Microsoft Access Development


Any application that is expecting to service more than 10 users at a time (including web users) should be built using the client-server architecture. Smaller applications can be run using an access desktop database.

When constructing a desktop database, it is best to keep the database tables in their own file. All other queries, forms etc, should be kept in a separate distributed file. The distributed file should have its tables linked to the table file which truly serves as the database. This makes compacting and backing up the main database file much easier. When possible, the database file should be stored on a central server with more power to push out the large transactional chunks of data.
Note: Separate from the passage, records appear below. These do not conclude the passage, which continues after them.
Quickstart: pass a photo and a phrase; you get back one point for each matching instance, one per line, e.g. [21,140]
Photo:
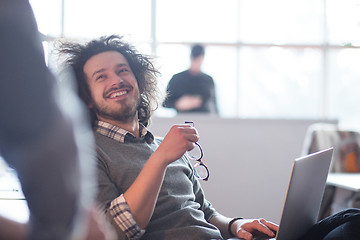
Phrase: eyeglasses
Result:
[200,170]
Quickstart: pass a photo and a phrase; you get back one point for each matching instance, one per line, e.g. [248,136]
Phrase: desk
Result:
[348,181]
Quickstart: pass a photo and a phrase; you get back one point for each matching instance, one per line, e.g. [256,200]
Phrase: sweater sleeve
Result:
[114,204]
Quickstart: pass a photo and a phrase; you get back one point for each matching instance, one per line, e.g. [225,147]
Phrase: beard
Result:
[125,113]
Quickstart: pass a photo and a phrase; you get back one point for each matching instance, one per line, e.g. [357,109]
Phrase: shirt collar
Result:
[122,135]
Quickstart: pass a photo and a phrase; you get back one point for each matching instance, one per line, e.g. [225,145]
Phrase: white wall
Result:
[249,160]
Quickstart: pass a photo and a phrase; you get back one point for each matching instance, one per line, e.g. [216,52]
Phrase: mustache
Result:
[120,86]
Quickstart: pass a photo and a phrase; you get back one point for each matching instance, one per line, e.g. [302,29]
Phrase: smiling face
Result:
[113,87]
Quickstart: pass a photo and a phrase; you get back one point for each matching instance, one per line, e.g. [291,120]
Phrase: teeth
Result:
[117,94]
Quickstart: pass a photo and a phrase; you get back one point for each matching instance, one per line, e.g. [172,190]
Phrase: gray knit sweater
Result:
[181,211]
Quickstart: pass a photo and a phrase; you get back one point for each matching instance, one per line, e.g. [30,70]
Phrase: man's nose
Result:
[115,79]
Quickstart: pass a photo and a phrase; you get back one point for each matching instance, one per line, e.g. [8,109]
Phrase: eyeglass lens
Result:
[200,171]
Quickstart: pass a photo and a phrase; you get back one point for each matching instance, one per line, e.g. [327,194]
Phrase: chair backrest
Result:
[346,145]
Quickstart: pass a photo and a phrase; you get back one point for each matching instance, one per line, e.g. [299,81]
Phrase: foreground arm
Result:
[12,230]
[244,228]
[36,137]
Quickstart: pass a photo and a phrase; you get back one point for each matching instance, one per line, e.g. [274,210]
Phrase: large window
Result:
[269,59]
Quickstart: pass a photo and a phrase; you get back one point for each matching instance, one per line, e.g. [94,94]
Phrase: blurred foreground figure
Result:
[39,139]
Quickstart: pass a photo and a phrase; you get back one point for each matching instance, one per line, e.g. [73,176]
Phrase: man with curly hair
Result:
[146,184]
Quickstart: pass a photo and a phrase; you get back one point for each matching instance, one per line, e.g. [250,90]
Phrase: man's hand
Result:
[178,140]
[250,229]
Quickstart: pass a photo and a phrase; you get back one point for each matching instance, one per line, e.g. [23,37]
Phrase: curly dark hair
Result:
[141,65]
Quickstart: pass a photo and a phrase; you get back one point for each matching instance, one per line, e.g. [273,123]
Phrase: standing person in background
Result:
[192,90]
[40,140]
[147,186]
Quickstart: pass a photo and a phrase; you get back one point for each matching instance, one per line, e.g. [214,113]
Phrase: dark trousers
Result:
[344,225]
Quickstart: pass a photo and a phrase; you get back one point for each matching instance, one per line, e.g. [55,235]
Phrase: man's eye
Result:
[100,77]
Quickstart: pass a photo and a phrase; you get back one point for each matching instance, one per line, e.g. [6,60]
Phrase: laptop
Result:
[304,194]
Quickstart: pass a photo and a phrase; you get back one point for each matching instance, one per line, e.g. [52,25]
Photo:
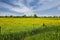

Linking in the tables does not use absolute paths so the distributed file will need to be re-linked to the desktop database file once the databases are deployed.

If the file is meant to be serve as the backend to a web page, a few other things must be taken into account. The actual database files with tables need to reside on the web server that is running the web service. The distributed files then need to map to the file on the database server.

The internet user account also needs to be given local permission to the desktop database. This is a huge security risk and should be considered carefully. Permission also needs to be given to the Internet User to access some ODBC registry keys. See the Administration section on changing this registry.

Development on any SQL or Oracle type database are done through the standard SSH or enterprise manager mechanisms. The Access database is then connected to the database through a system DSN. This DSN needs to be set up on any machine that will be accessing the database including web server.